After this stirring salvo, Edwards then addresses those who have gone overboard in emphasizing emotional experiences by giving 12 false signs which are thought by many to be indicative of someone who is experiencing true religious affections from God. Many people trust in the depthness of their emotions, the zeal for doing churchwork, the experiences they have had when a scripture verse came to mind, the appearance of love in a person's life, etc, but these things in and of themselves are not conclusive proof of God's divine grace.
Then in the body of the book, Edwards discusses 12 clear signs that God is at work in the life, and the chief sign is that there is a greater appreciation and love for God for who He is and not primarily for what you can get from Him.
Another sign that you are expression truly divine religious affections is that you continue to live for Christ every day. If you have one or two days in church where you feel genuinely inspired and then go back to living a life of sin, then you have not experienced a genuine awakening from God, because when God awakens you, you will be changed forever. Everything you do in life will be motivated by a selfless love for God and for His divine qualities and a selfless love for others.

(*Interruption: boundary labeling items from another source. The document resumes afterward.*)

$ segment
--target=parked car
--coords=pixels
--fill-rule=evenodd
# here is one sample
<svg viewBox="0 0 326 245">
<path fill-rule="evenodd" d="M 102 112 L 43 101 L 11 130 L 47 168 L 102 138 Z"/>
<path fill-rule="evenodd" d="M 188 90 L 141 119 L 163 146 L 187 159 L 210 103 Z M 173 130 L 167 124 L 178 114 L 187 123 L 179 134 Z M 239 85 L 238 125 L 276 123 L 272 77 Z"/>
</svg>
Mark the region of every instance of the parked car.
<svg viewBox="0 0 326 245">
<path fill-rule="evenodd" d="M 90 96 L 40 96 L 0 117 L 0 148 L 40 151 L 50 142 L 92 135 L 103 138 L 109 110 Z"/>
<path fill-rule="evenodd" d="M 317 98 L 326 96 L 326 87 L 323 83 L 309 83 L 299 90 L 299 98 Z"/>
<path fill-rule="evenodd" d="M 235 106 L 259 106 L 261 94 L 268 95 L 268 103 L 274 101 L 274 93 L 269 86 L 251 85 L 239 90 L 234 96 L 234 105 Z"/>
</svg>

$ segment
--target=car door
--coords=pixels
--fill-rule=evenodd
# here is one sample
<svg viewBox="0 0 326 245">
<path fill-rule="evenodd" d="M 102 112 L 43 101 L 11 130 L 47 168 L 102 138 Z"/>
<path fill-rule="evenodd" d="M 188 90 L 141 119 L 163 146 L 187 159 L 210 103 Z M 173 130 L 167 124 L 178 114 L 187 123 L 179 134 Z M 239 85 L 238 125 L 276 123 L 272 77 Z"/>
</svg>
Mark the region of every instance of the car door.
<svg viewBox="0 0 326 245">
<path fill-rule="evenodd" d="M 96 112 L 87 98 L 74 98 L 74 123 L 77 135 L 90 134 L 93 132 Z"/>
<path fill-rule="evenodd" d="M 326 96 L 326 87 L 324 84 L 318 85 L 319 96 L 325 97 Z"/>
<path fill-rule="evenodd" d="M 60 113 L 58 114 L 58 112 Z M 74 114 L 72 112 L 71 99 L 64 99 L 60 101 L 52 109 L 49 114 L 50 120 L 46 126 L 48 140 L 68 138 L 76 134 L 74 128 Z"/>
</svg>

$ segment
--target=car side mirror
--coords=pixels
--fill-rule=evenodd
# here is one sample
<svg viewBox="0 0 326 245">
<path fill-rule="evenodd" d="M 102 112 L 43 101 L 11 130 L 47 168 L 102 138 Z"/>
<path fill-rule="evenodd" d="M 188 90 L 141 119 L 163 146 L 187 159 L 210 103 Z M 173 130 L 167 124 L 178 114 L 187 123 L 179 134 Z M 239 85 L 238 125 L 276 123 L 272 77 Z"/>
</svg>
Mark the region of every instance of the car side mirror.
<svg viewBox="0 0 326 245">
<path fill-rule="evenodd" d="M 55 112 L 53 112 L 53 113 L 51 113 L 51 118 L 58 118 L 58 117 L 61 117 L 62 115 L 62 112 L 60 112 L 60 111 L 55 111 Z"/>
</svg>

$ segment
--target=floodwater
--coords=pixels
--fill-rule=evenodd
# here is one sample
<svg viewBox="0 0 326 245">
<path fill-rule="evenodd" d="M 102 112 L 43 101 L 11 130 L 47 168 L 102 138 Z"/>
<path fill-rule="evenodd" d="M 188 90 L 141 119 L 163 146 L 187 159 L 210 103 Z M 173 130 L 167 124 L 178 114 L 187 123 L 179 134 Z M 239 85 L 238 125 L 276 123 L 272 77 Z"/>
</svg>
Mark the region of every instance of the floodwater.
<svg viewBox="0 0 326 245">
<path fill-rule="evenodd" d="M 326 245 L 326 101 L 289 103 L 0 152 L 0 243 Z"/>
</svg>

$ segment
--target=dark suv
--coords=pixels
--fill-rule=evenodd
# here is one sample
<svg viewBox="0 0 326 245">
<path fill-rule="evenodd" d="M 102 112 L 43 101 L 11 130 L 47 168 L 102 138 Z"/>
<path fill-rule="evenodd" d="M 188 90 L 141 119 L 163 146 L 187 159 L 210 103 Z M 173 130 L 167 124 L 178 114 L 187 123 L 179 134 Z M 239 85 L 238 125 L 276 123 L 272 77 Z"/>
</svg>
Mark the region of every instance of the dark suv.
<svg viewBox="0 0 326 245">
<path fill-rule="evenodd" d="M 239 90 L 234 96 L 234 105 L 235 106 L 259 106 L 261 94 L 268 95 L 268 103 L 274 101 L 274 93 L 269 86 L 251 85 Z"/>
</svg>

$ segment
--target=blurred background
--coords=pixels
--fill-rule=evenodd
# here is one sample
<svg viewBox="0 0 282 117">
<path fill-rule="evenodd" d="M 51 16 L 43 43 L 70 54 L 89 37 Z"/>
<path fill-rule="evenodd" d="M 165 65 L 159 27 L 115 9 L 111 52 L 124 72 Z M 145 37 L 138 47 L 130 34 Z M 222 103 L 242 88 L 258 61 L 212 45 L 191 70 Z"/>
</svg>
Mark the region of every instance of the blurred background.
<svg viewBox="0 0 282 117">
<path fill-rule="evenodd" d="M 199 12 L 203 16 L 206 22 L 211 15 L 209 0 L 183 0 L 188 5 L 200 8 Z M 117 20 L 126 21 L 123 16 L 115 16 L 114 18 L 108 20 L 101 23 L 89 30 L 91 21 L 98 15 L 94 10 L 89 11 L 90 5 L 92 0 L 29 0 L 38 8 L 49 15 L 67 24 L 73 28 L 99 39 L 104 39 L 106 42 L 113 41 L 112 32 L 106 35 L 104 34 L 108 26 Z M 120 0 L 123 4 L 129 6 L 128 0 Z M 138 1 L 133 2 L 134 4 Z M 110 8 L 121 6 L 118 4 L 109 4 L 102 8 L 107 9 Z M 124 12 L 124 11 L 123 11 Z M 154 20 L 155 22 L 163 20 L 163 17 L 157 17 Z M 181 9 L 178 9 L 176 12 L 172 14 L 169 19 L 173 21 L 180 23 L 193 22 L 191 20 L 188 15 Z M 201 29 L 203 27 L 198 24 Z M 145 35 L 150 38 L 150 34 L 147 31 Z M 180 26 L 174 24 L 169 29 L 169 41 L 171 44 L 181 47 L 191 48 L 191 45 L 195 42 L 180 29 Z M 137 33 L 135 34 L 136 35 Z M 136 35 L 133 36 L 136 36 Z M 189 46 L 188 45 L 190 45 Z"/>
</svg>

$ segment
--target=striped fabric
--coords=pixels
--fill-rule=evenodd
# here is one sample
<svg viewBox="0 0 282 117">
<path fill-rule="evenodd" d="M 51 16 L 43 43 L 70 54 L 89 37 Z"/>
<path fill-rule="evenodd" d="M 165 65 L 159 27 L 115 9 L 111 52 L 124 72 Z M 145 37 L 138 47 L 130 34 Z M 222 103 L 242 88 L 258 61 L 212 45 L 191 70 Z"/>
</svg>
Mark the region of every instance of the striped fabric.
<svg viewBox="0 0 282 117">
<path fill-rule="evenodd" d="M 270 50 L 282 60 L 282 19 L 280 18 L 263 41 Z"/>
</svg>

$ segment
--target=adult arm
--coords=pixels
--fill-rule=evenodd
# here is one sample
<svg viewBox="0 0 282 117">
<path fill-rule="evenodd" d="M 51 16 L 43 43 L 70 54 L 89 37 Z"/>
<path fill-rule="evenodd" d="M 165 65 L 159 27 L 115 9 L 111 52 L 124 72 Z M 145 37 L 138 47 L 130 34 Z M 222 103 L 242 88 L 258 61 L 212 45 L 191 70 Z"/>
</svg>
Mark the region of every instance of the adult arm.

This book was a shattering read for me because I have often looked upon the religious experiences in my life as proof that I was 'in the Lord,' or proof that I was walking with the Lord, when in actuality, a changed life is the proof.
I should also say that the book is a bit wordy. Many sentences are almost a whole paragraph long. You really have to concentrate to get the main idea in certain portions of the book. The reader not used to 18th century writing might have to adjust to these long and sometimes meandering sections.
But you will be greatly rewarded if you give this book the time and study that it deserves.